Das Zentrum der europäischen Zauberwürfel-Forschung ist ein Arbeitszimmer in Darmstadt. Herbert Kociemba, 56, Lehrer für Physik und Mathematik und einer derjenigen, die an dem jüngsten Forschungserfolg beteiligt waren, sitzt an seinem Schreibtisch. Links neben ihm steht seine Sammlung verschiedenster Zauberwürfel, daneben ein Plasticsack mit bunten Plättli - damit ersetzt er die Aufkleber bei seinen Würfeln, weil das besser aussieht und haltbarer ist. Wenn es um Rubik's Cube geht, merkt man, dass der für ihn mehr ist als nüchterne Mathematik. "Der Würfel knarrt so schön, wenn man ihn dreht", sagt er und lächelt. "Er wird nie in Vergessenheit geraten, weil er einfach genial ist."
Bei der Markteinführung hatte Herbert Kociemba gerade begonnen, als Lehrer zu arbeiten. "In den Noten-Konferenzen strickten die Frauen - und männliche Kollegen drehten am Zauberwürfel", erinnert er sich.
Von Anfang an weckte das Logik-Spielzeug den Ehrgeiz der Mathematikers. 1981 gewann er einen Wettbewerb des Magazins "Bild der Wissenschaft". Aufgabe war, zusätzlich zu den Farben aufgemalte Pfeile in die richtige Position zu bringen. Ein Bild im Heft zeigt Kociemba mit Vollbart, als Preis gab es eine Gesamtausgabe des Philosophen Erich Fromm. So war das damals.
Heute sitzt Kociemba vor seinem Computer, auf dem Bildschirm bunte Quadrate und graue Schaltflächen: die Benutzeroberfläche von "Cube Explorer", einem Computerprogramm, das Kociemba 1992 erfand und seither ständig weiterentwickelt.

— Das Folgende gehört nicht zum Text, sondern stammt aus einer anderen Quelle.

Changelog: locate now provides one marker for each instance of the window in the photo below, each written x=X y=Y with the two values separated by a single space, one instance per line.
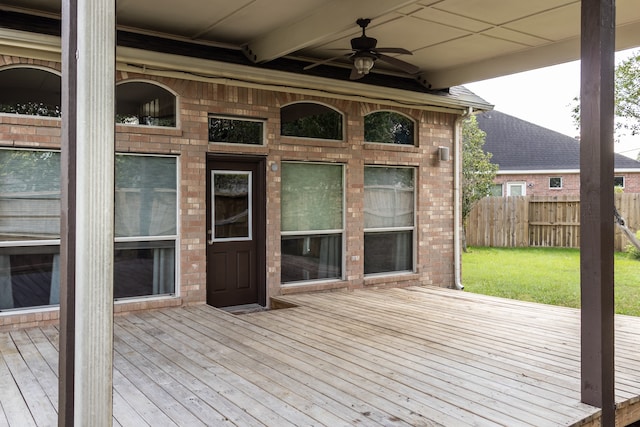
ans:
x=236 y=131
x=29 y=228
x=312 y=221
x=141 y=103
x=555 y=182
x=496 y=190
x=30 y=91
x=388 y=127
x=310 y=120
x=389 y=219
x=145 y=227
x=516 y=189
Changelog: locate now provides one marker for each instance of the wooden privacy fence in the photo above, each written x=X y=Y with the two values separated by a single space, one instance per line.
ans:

Mit der neusten Version kann der Benutzer per Webcam jede Würfel-Position einlesen und sich berechnen lassen, mit welchen Drehungen man ihn in die Ausgangsposition (alle Seiten des Würfels einfarbig) zurückbringen kann. "Im Durchschnitt schafft das Programm das mit 19 Zügen", sagt Kociemba.
Für die Gemeinde der Würfel-Fans ist das Programm essenziell; sie dankt dem Mathematiker frenetisch in Internetforen. Die meisten Speedcuber - diejenigen, die den Würfel in möglichst kurzer Zeit "lösen" wollen - berechnen sich mit Cube Explorer die optimale Drehfolge, und Roboter benutzen die Software unmittelbar, um die richtigen Züge zu machen. "Aber eigentlich hat mich das zuletzt nicht mehr interessiert", sagt Kociemba. Nein, es ging nur noch um das grosse Rätsel des Würfels in den letzten Jahren. Gemeinsam mit dem kalifornischen Informatiker Tom Rokicki und dem Mathematiker Morley Davidson von der Kent State University in Ohio wollten sie die Gotteszahl finden.
Die Bezeichnung Gotteszahl leitet sich von dem Begriff "Gottes-Algorithmus" ab, den englische Mathematiker für ideale Lösungen von mathematischen Problemen geprägt haben - ein allwissendes Wesen würde genau diesen optimalen Weg mit möglichst wenigen Schritten wählen, um zum Beispiel den Zauberwürfel zu lösen.
Der Zauberwürfel kann 43 Trillionen verschiedene Positionen einnehmen - mit dieser Zahl von Zauberwürfeln könnte man die Erdoberfläche 200-mal zupflastern. Für jede beliebige Stellung gibt es 18 Möglichkeiten für den ersten Zug - und dann jeweils wieder 18 für jeden folgenden. Wollte man die Gotteszahl so berechnen, dass man einfach für jede Würfelstellung die optimalen Züge berechnete, müssten 5 Millionen Computer 5 Millionen Jahre lang rechnen - unmöglich.
1992 gelang Kociemba der erste Durchbruch bei der Suche nach der Gotteszahl. Er schrieb einen Zwei-Phasen-Algorithmus. Der Trick dabei ist: Der Würfel wird aus einer beliebigen Anfangsstellung in maximal 12 Zügen in eine bestimmte Zwischenformation gebracht. Das schränkt die Anzahl der anschliessend noch vorhandenen Möglichkeiten auf 20 Milliarden ein, was Computer heute gut bewältigen können. In einer zweiten Phase wird er dann in die Zielposition (alle Seiten des Würfels einfarbig) gebracht. Dazu braucht es höchstens 18 Drehungen, in der Summe sind also maximal 30 notwendig.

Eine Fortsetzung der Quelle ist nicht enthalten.